Gleeson quivered with bright-eyed righteousness. 'I had to sort out your little mess. It took quite a while to calm him down.'

'I didn't ask you to do anything.'

Gleeson continued to bristle then he dropped it, advancing with a conniving smile, dripping snake oil all over the floor. 'Shall we just say, in that case, that I've done you a favour. One gentleman to another, a good deed, a good turn that may deserve another, should you so choose, at some future date.'

'I don't think so,' said Gabe.

'I smoothed things over,' hissed Gleeson. 'I could have got you fired.'

'Sorry you missed that chance?'

Gleeson crackled with hostility. It hung around him like static. 'You are crazy,' he said. 'You've lost it. You're bloody mad.'

Gabriel jumped to his feet as Gleeson flowed out of the door. 'I see right through you,' he shouted. 'You're not a gentleman, you're totally ...' he could barely get his words out, '... fucking ... fake.'

Gleeson put his hands to his tailored hips and turned out a shiny shoe.

'Fake?' he said, in his most affected drawl. 'And what, pray, are you? A genuine what? Do tell.'

In the morning Gabriel went up to see Mr Maddox without an appointment. He knocked once and went in without waiting for a reply.

'Come in,' said Maddox, 'don't stand on ceremony.
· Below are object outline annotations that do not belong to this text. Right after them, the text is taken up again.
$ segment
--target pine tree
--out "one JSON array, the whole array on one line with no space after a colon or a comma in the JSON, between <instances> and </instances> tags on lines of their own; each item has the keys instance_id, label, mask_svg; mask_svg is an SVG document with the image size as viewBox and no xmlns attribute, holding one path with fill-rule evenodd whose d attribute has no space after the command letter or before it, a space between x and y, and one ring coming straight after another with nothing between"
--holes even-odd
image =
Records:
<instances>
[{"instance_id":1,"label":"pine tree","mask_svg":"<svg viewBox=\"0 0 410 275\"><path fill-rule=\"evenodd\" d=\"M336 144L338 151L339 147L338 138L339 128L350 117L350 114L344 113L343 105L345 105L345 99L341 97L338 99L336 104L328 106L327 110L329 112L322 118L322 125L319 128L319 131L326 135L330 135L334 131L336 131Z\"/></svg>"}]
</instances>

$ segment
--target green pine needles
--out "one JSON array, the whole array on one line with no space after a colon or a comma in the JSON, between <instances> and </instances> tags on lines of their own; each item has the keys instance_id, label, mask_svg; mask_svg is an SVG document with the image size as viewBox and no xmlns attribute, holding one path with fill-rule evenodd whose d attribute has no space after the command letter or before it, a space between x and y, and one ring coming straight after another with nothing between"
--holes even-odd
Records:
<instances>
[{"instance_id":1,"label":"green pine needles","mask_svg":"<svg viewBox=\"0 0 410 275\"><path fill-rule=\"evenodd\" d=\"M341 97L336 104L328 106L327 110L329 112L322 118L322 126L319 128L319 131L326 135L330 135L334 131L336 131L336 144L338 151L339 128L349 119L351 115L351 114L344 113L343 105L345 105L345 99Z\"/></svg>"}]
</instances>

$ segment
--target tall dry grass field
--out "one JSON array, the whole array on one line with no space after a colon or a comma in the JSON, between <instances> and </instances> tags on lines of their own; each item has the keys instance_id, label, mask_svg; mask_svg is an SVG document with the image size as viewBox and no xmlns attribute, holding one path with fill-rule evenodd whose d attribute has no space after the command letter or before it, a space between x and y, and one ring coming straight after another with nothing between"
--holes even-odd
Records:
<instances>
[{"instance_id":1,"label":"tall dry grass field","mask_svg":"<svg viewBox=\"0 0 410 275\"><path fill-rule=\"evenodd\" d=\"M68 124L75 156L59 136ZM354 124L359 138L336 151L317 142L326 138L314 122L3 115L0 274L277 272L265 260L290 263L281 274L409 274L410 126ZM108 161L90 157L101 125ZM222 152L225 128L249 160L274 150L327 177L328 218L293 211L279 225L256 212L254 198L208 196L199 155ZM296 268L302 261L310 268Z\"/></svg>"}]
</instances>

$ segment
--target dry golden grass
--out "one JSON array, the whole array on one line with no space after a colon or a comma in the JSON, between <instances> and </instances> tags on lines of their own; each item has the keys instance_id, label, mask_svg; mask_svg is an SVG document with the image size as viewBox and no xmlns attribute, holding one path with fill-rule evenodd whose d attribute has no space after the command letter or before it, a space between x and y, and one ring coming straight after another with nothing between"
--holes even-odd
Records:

Why don't you come right in and make yourself at home?'

'I need to speak to you about something,' said Gabe.

Mr Maddox waved him over to the sofa in the corner of his office, and turned back to Mr James who waited by his desk like a schoolboy in fear of the cane.

'Explain to me again, Gareth, why I have to get involved.'

'It's like this, Mr Maddox,' the deputy manager began.

'Problems,' said Maddox, rubbing his jaw, 'why do you always bring me problems? Can't you bring me a solution once in a while?'

'If I could just outline for you—'

'I don't want a bloody outline,' said Maddox. 'What will I do with an outline?

Colour it in?'

Mr James smiled and said nothing. He lowered his head and his gaze.